Jin, Xiaochun (Jacob) (ULTRecovery Corporation) | Pavia, Michael (ULTRecovery Corporation) | Samuel, Michael (ULTRecovery Corporation) | Shah, Subhash (University of Oklahoma, Norman) | Zhang, Rixing (ULTRecovery Corporation) | Thompson, James (ULTRecovery Corporation)
Historical production data of unconventional oil wells shows rapid decline rate and low estimated ultimate recovery (EUR), although the records of “lateral length” and “number of stages” have been broken frequently in Permian Basin. The industry has been striving to develop a novel technically feasible and economic enhanced oil recovery (EOR) technology to arrest the production decline curve; however, limited successes have been achieved.
According to the dialectical analysis of the four-dimensional dynamic interactions between unconventional rock-slickwater system-subsurface water-indigenous beneficial bacteria, it is concluded that the rapid decline rate and low EUR might be attributed to the potential formation damage caused by (1) the adsorption of high-weight big organic molecules (gellants and HPAM) on nanopores, (2) plugging of natural fractures, (3) plugging of propped fractures, and (4) pressure and energy loss while liquid flowing through the polluted zones. An advanced biotechnology is developed to unblock the contaminated zones by injecting microbial nutrients to the stimulated reservoir volume (SRV) to grow the indigenous beneficial microbes to degrade the residual fracturing fluid chemicals. The otherwise blocked flow paths are re-opened, and the trapped fluids (oil, gas, and water) can be mobilized, the residual oil can flow from the reservoir to the borehole with less pressure loss. Therefore, the objective of the field pilots of unconventional EOR is to create a more permeable SRV.

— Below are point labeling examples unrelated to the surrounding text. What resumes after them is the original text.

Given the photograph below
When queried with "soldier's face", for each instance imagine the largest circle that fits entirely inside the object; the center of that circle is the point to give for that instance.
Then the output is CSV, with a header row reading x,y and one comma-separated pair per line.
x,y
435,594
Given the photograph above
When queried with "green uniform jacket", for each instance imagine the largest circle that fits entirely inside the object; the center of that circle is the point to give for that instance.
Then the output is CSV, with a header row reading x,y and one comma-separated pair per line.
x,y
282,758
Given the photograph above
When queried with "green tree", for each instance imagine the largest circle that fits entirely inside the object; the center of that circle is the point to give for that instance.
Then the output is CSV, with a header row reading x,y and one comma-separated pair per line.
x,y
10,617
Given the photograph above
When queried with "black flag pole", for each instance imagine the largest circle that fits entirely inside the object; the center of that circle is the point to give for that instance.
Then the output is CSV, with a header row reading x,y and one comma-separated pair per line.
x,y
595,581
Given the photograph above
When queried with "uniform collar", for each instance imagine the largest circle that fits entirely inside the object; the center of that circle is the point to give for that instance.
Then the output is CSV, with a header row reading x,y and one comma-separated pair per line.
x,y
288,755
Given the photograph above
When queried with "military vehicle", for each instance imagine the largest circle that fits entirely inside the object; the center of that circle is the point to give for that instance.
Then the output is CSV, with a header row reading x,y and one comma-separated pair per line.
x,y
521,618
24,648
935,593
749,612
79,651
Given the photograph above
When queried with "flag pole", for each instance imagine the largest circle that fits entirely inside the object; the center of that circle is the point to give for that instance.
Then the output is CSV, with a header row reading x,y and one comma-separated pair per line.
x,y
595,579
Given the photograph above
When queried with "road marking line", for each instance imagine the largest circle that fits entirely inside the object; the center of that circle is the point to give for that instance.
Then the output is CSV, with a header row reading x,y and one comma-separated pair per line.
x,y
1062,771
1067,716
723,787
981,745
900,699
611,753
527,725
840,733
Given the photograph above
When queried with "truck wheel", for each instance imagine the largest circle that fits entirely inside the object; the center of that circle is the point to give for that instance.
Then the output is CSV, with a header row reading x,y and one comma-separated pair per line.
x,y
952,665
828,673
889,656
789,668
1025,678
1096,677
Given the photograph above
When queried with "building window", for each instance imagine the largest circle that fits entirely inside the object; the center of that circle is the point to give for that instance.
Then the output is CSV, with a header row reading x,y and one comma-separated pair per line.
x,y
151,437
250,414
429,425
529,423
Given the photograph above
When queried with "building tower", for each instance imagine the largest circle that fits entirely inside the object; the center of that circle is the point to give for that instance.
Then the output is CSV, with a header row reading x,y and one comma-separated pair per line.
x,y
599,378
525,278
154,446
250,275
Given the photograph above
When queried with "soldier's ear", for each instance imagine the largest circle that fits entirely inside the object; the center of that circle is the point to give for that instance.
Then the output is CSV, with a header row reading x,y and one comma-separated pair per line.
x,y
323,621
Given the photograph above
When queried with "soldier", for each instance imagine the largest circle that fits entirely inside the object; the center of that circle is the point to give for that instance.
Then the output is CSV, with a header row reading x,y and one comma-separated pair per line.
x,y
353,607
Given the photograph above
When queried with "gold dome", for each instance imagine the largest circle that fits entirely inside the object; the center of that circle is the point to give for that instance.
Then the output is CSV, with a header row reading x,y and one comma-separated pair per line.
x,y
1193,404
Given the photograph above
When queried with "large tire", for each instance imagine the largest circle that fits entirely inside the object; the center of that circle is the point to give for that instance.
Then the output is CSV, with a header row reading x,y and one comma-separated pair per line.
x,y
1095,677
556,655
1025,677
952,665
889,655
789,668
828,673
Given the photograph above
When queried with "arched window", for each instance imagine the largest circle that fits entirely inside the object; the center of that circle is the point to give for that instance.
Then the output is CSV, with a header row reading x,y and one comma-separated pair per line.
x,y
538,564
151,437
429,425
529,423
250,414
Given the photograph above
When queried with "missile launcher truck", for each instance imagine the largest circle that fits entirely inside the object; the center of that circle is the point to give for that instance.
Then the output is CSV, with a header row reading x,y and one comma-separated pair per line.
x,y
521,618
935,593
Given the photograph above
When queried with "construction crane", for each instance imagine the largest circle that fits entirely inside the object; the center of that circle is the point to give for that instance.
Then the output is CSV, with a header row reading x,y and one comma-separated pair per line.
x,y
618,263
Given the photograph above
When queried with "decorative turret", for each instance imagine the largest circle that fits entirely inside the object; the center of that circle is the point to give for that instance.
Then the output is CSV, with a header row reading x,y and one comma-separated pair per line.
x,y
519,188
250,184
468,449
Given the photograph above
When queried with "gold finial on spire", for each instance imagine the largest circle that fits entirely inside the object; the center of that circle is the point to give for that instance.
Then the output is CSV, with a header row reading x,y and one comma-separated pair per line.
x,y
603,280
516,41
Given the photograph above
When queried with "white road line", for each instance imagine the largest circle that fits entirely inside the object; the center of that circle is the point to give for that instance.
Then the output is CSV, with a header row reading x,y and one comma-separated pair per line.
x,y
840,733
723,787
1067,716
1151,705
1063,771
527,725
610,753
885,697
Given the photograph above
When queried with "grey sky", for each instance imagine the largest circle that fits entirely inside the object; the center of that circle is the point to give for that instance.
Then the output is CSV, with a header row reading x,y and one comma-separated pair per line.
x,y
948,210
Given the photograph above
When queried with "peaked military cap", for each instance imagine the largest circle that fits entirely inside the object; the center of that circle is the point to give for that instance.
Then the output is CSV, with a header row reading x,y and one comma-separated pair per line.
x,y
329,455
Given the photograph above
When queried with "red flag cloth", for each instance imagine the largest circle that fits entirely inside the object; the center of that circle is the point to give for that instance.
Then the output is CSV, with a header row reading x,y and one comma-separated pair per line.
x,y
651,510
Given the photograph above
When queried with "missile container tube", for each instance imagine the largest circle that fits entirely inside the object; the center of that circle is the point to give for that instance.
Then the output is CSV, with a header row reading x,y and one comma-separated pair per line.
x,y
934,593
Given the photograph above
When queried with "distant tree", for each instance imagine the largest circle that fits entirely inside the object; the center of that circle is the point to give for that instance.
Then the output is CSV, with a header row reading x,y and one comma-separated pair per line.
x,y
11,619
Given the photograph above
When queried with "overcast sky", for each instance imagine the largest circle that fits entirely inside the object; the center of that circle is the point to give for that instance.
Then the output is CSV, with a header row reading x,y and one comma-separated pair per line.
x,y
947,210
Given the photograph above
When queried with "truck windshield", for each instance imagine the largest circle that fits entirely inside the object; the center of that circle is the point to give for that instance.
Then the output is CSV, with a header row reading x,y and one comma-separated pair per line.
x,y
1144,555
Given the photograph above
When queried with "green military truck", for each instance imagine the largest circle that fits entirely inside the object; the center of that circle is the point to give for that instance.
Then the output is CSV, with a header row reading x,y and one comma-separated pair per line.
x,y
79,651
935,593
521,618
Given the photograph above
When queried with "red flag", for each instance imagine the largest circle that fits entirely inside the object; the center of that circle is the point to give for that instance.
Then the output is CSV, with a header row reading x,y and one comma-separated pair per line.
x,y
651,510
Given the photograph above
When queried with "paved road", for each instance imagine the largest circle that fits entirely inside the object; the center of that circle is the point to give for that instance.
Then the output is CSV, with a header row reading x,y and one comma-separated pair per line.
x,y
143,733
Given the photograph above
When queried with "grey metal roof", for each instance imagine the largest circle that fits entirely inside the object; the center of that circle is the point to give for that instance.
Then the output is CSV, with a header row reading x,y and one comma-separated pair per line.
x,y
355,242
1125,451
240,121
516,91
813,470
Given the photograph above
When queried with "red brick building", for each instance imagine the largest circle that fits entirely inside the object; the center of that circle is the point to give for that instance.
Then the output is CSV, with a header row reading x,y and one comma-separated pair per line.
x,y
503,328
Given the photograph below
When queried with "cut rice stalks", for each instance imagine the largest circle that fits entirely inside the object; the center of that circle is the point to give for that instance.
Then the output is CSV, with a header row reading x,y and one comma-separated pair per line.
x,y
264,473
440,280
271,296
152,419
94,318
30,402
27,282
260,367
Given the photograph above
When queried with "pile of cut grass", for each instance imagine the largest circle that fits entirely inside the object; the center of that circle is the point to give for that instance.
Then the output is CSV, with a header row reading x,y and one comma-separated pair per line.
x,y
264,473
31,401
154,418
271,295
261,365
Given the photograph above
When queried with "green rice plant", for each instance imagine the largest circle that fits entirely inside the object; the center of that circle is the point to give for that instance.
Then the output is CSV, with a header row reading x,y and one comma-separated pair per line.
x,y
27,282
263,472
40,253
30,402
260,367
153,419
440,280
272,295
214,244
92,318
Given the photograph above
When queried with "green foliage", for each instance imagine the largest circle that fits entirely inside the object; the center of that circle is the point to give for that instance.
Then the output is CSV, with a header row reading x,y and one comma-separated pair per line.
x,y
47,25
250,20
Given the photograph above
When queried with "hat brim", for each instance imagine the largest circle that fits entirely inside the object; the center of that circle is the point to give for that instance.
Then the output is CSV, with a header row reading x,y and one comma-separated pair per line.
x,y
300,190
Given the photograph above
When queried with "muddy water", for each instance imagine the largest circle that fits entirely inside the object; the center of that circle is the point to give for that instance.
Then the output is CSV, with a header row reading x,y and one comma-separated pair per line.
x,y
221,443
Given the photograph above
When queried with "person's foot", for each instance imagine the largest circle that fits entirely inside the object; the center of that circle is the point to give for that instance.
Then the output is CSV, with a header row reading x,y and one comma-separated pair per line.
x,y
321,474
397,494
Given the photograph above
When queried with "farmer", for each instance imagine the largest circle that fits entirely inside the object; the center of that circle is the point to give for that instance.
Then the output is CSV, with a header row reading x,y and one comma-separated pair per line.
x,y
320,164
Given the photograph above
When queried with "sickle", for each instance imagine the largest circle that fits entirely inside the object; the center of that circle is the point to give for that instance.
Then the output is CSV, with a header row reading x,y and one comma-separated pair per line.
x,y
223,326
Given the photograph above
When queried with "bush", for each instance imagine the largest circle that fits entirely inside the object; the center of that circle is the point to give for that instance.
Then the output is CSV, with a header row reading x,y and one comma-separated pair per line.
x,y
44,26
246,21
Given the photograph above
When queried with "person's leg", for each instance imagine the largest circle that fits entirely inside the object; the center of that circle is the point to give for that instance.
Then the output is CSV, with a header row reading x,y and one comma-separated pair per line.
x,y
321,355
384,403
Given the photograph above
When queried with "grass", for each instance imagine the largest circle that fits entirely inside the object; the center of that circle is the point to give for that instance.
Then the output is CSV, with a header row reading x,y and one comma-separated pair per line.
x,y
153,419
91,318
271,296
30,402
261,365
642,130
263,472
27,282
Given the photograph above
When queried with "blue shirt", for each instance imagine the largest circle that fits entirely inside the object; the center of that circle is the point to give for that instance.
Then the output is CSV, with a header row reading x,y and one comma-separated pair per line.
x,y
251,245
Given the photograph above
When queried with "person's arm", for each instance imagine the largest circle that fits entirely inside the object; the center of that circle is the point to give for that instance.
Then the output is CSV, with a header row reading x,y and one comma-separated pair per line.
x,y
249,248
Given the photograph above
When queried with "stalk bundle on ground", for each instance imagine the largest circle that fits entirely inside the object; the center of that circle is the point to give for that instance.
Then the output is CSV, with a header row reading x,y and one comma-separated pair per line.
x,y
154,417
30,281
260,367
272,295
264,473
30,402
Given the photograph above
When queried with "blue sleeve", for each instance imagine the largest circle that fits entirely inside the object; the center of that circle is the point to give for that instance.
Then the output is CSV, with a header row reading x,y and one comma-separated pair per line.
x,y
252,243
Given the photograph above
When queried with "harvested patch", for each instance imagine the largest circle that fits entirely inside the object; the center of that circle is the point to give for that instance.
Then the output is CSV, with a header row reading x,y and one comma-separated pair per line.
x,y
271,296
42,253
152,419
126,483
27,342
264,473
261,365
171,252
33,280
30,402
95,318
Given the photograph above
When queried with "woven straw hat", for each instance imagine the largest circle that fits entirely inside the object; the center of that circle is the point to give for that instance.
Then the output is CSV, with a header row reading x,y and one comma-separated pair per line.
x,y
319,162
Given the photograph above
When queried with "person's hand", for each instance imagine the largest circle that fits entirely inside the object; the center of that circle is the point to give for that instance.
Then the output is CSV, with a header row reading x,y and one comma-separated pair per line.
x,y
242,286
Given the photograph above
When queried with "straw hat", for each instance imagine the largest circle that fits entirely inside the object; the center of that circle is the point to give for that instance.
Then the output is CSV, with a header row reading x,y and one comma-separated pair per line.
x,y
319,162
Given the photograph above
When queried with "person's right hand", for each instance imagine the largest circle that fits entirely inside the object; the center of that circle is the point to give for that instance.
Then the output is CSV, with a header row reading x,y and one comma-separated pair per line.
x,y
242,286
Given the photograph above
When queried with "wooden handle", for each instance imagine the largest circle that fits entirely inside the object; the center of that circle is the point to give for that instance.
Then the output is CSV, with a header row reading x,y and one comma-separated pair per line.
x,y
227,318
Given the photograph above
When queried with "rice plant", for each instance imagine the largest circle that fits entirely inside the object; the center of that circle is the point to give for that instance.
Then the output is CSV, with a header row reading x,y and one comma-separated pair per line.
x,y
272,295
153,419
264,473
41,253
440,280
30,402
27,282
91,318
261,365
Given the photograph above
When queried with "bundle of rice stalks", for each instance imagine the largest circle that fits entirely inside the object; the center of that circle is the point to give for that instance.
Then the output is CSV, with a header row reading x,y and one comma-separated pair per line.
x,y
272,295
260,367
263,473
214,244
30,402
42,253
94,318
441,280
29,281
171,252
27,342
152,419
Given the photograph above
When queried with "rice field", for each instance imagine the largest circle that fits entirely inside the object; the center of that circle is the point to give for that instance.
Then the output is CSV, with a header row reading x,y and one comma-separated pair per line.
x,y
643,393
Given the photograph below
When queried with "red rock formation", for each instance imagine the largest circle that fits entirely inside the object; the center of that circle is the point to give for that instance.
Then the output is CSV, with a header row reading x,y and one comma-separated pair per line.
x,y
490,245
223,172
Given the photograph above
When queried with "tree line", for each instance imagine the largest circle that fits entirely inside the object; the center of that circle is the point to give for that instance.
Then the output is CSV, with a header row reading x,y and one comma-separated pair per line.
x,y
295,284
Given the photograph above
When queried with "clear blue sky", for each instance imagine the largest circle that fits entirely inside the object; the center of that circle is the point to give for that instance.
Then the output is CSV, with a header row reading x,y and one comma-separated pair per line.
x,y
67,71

A ULTRSHALE™ process for unconventional EOR is developed and has been proven to be effective based on the laboratory study and field tests. One depleted fractured vertical well (used crosslinked guar-based fracturing fluid, at about 9,000 ft) and one depleting fractured horizontal well (used slickwater system, at about 9,900 ft) were selected as the field pilots of unconventional EOR in the Permian Basin. The laboratory data indicated that the indigenous beneficial microbes residing in the deep reservoir could be stimulated to degrade the fracturing fluid additives in the high-salinity produced water at an elevated temperature. The field implementation was carried by a Huff-N-Puff process. The post-treatment liquid production was uplifted by 40%-127% within 180 days, which means the otherwise polluted SRV was unblocked by the stimulated beneficial microbes. Furthermore, the eight-months incremental oil of the vertical well was about 1,500 bbls, the six-months incremental oil of the fractured horizontal well was about 12,000 bbls. The incremental of EUR of the fractured vertical and horizontal wells were 2,100 bbls and 25,000 bbls, respectively. And the EUR after the treatment is increased by 9-12%. The payouts for both treatments were from 2-4 months. The Rate of Return (ROR) for both pilots is more than 100%.